Para Eraldo, participar da atividade também é fortalecer o intercâmbio de experiências entre os Povos e Comunidades Tradicionais e a UFS. “Na condição de pesquisador que atua com o ensino, a pesquisa e a extensão na universidade, vejo que esses espaços nos retroalimentam, nos trazem um grande aprendizado e isso contribui para que a gente construa uma universidade pública mais próxima e comprometida com os problemas reais da sociedade brasileira”.

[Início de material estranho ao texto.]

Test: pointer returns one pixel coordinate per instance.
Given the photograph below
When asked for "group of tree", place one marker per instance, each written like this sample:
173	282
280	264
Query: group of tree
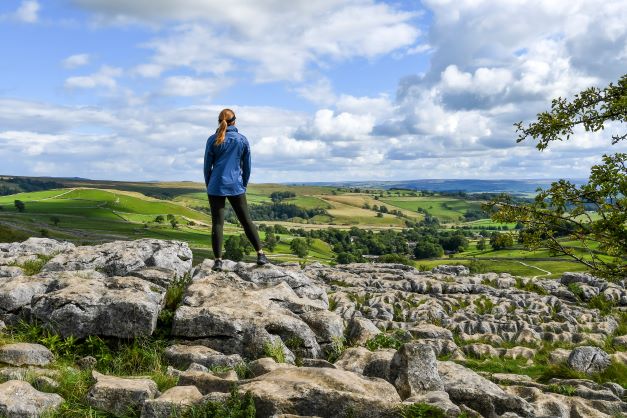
14	185
593	213
171	219
278	196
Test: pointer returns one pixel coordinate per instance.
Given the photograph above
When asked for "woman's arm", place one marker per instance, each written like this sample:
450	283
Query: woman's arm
208	165
246	163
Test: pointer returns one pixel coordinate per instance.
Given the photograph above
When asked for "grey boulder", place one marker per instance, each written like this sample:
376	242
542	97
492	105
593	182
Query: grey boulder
121	258
414	370
120	396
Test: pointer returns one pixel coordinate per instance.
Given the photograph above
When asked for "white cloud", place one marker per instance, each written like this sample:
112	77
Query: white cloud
28	11
75	61
189	86
105	77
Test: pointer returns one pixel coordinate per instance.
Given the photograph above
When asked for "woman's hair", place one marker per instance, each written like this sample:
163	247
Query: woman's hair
227	117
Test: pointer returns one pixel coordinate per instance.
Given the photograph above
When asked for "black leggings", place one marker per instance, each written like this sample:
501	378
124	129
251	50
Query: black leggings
240	206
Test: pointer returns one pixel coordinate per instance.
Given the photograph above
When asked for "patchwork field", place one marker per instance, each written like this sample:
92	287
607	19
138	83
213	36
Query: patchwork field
91	212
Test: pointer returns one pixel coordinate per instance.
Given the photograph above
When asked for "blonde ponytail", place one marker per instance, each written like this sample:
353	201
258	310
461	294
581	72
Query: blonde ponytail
225	115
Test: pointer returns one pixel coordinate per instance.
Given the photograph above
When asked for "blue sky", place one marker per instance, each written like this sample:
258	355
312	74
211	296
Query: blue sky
326	90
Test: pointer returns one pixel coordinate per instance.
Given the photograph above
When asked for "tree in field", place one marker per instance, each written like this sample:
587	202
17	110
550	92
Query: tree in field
595	213
247	247
500	241
428	249
233	249
271	241
20	206
299	247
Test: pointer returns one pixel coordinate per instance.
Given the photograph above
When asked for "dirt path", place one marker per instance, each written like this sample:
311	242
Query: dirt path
54	197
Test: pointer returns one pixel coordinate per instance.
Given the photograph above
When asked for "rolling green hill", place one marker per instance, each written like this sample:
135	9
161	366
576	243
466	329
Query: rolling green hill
95	211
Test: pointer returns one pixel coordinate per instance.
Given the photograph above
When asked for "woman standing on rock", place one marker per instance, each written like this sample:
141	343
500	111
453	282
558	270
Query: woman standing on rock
227	170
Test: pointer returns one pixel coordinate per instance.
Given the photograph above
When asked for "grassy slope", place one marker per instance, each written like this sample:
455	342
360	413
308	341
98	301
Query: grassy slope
447	209
96	215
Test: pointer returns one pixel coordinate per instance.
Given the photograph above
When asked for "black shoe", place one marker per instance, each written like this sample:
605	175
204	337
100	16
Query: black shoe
262	259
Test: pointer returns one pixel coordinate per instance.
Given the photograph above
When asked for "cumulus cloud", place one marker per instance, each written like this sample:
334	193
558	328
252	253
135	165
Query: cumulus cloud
190	86
493	65
75	61
490	64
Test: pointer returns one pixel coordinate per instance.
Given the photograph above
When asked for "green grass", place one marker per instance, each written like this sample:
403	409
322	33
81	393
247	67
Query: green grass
421	410
275	351
446	209
387	340
32	267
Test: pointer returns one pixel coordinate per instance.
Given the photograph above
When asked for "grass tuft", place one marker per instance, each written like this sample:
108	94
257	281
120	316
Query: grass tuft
274	350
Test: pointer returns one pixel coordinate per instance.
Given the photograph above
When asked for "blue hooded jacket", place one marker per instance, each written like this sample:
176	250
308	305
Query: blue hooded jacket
227	166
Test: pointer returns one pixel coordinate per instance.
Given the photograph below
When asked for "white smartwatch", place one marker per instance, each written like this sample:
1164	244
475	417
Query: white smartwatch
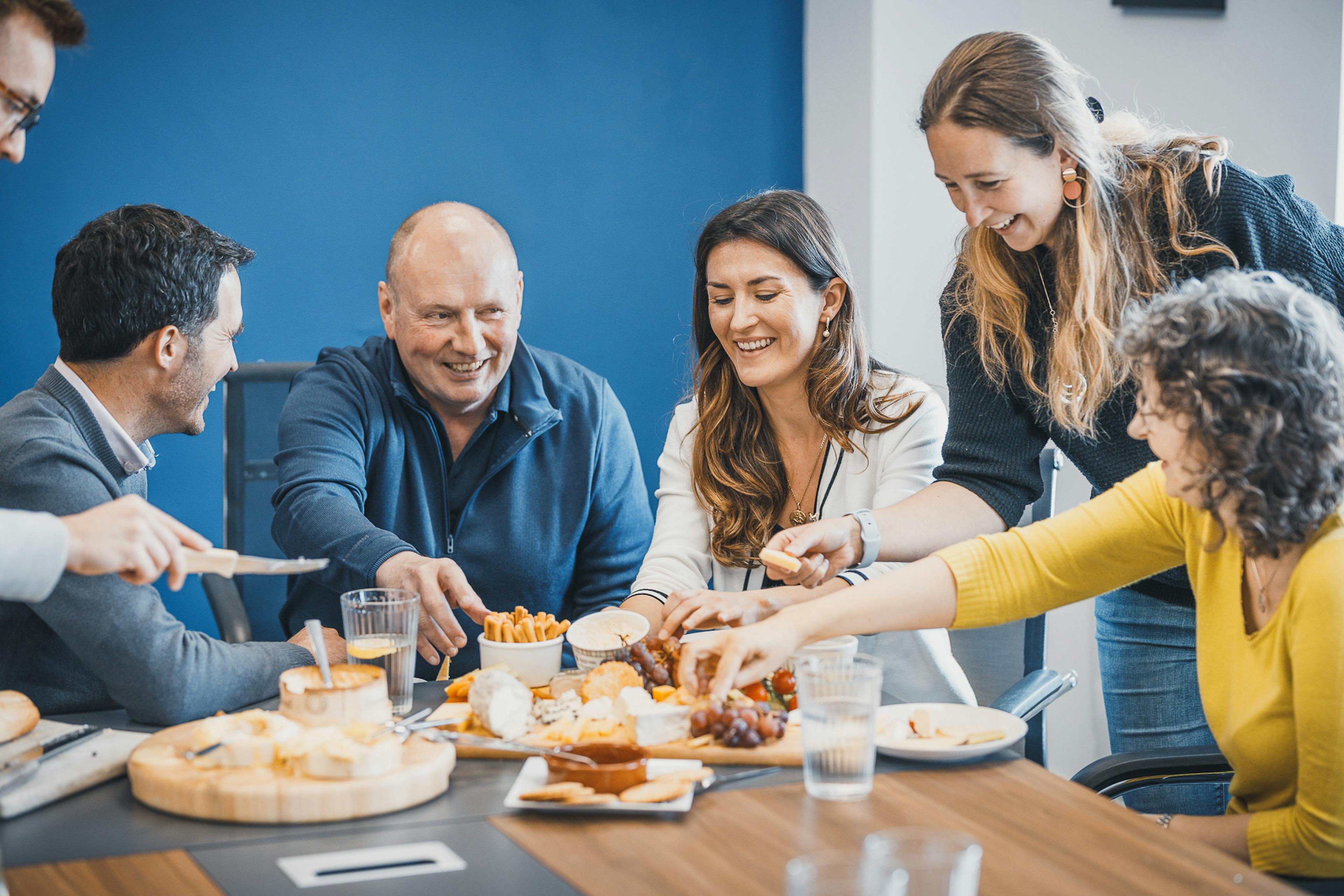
870	537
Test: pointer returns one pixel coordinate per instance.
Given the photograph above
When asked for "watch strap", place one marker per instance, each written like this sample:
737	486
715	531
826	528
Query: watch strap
870	537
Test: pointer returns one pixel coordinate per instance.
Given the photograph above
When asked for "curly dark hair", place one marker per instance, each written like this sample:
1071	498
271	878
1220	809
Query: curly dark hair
58	18
1257	366
132	272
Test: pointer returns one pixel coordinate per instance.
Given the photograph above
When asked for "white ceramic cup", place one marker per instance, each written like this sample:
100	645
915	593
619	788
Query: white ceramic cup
534	663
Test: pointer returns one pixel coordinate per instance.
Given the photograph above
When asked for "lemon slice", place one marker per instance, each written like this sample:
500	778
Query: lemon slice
370	648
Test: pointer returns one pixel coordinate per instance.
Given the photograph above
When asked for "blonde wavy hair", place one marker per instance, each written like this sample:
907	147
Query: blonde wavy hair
1107	253
736	464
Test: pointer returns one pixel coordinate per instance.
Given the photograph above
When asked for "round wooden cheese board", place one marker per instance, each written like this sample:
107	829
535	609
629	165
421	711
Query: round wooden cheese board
265	796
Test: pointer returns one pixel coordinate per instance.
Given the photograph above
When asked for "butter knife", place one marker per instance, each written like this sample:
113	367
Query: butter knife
230	564
22	769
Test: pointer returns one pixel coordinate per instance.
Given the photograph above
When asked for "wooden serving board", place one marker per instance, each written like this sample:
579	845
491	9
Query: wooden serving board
163	780
787	751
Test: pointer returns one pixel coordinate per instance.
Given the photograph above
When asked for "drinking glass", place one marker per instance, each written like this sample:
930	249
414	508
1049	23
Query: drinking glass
839	700
845	872
940	863
381	626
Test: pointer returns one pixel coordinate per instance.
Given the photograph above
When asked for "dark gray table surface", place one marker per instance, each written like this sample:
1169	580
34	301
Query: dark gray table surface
107	821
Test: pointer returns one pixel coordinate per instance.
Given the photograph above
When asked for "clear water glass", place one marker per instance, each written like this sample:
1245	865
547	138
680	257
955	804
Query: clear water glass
839	699
843	872
939	863
381	626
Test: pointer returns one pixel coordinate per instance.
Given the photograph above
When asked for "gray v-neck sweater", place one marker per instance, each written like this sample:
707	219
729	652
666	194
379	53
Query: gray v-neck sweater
100	643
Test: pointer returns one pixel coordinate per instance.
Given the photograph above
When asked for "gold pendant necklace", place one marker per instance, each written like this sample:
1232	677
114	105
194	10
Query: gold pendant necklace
799	516
1072	391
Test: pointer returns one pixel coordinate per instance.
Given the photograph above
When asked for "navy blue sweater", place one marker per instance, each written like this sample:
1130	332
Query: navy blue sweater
995	434
560	522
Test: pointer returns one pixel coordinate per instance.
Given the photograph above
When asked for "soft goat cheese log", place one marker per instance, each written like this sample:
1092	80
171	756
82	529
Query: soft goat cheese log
652	723
359	694
502	703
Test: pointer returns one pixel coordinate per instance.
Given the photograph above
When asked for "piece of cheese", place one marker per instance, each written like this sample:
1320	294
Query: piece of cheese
503	705
780	561
249	738
659	723
358	694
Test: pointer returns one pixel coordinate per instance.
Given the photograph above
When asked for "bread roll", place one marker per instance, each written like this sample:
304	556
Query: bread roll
18	715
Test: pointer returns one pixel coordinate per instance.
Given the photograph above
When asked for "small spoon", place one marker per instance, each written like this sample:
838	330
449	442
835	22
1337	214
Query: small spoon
315	635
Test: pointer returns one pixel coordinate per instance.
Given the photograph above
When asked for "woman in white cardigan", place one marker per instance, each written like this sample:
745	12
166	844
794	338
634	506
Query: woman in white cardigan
791	421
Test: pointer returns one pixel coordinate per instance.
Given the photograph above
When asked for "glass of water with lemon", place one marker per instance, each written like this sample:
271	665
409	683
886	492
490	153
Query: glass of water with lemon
381	630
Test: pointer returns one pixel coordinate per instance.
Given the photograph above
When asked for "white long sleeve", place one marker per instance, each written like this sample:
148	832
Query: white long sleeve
33	555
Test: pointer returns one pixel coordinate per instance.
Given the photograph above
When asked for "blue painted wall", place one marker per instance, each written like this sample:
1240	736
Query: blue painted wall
598	133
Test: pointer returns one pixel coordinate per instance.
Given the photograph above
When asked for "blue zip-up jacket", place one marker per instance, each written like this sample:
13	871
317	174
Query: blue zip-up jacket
560	523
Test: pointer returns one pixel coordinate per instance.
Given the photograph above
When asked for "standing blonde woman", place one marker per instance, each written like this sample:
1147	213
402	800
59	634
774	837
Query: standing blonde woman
791	420
1072	216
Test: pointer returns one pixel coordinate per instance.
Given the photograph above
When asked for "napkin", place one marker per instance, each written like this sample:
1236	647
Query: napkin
88	763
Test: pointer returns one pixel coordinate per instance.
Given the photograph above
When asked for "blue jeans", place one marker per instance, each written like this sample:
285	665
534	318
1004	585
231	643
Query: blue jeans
1148	678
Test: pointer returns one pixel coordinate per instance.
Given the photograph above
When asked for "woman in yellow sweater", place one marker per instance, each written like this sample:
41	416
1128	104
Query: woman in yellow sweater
1242	401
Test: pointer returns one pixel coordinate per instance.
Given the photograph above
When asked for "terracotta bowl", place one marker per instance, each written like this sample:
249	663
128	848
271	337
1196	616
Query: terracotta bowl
620	766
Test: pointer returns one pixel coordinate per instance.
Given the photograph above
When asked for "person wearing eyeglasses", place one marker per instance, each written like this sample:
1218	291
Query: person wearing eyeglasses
127	537
30	33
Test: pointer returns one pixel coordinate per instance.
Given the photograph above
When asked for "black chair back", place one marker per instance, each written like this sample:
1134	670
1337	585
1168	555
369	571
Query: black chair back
254	397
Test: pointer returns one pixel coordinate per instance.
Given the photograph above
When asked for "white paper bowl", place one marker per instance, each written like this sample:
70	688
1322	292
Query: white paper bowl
587	659
534	663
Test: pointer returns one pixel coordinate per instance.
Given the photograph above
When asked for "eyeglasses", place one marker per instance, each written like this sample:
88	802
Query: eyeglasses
15	108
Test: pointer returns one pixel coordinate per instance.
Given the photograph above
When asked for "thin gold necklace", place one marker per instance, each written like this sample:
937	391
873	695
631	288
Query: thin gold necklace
1261	589
1068	396
799	518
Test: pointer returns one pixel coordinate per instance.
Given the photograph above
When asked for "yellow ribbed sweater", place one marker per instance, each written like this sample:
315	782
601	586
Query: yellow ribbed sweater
1275	699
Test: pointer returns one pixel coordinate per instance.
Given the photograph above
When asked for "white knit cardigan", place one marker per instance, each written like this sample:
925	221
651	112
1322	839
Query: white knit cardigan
891	467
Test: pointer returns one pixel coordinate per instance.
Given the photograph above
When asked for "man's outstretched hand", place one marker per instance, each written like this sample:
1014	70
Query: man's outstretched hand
441	586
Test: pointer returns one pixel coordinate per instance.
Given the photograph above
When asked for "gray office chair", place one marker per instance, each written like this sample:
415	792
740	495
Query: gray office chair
1007	664
1126	771
249	608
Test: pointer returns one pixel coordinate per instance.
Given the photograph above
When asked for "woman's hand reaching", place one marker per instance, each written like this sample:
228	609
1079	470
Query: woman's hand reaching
698	608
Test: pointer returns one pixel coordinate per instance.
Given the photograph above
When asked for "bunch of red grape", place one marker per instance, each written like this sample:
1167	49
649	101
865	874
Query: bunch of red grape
740	724
654	659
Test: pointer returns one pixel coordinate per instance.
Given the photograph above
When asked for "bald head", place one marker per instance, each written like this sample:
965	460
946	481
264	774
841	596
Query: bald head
448	233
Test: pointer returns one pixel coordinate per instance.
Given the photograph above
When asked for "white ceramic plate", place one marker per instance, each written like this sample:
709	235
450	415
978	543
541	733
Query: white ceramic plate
534	777
894	724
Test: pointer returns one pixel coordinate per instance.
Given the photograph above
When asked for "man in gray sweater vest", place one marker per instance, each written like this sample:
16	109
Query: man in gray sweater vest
147	304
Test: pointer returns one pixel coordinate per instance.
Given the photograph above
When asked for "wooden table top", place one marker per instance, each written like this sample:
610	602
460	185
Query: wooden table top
167	874
1041	835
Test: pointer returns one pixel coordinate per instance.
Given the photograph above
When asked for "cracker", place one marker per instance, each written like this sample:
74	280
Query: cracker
557	793
689	774
659	790
589	800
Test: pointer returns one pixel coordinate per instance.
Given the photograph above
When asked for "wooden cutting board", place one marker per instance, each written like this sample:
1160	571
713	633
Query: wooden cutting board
162	780
787	751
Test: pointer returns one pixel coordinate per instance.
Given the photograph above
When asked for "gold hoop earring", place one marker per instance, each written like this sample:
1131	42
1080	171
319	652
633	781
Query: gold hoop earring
1074	189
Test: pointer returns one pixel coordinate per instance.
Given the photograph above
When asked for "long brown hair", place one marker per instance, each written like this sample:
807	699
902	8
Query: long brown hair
736	464
1105	257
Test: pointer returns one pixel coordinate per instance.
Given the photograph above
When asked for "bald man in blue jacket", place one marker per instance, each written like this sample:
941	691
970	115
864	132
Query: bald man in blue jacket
454	460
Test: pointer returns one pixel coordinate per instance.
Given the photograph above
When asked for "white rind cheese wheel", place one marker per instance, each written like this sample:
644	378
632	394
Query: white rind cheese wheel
18	715
502	703
359	695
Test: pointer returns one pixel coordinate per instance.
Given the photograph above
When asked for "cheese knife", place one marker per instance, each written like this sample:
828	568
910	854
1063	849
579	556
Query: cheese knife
22	769
230	564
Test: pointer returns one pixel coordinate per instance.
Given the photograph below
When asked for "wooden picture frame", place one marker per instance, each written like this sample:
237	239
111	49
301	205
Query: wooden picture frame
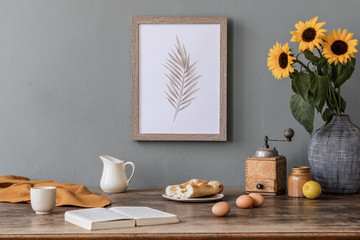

Já Daniela Bento, representante do Conselho Pastoral de Pescadoras e Pescadores (CPP) e integrante da Articulação do Semiárido (ASA), afirma que sua trajetória junto aos movimentos populares esteja muito ligada às lutas no campo nas regiões semiáridas - onde os maiores desafios são a não concentração de águas e de terras -, e as lutas dos povos ribeirinhos trazem novas questões, como o direito à água além do usufruto, mas também como um direito de ir e vir, e a disputa pelo modelo de produção nessas comunidades cobiçadas por megaempreendimentos.
“Este é um espaço novo para mim, mas não é um espaço de estranhamento no sentido do que seja a defesa dos direitos das comunidades e dos territórios e, como eu tenho dito, todas as lutas estão ligadas aos Direitos Humanos”, aponta Daniela.
O intercâmbio com a região semiárida é uma potência no compartilhamento das tecnologias sociais, a exemplo da construção de cisternas para armazenar água das chuvas, já que embora façam parte do litoral, muitas comunidades costeiras não têm acesso à água potável. “São tecnologias sociais muito fáceis de serem compartilhadas, afinal, quintal e telhado toda casa tem”, brinca.
O Programa de Educação Ambiental com Comunidades Costeiras (PEAC) incentiva o fortalecimento dos Territórios de vida dos Povos e Comunidades Tradicionais. A realização do PEAC é uma exigência do licenciamento ambiental federal, conduzido pelo Ibama.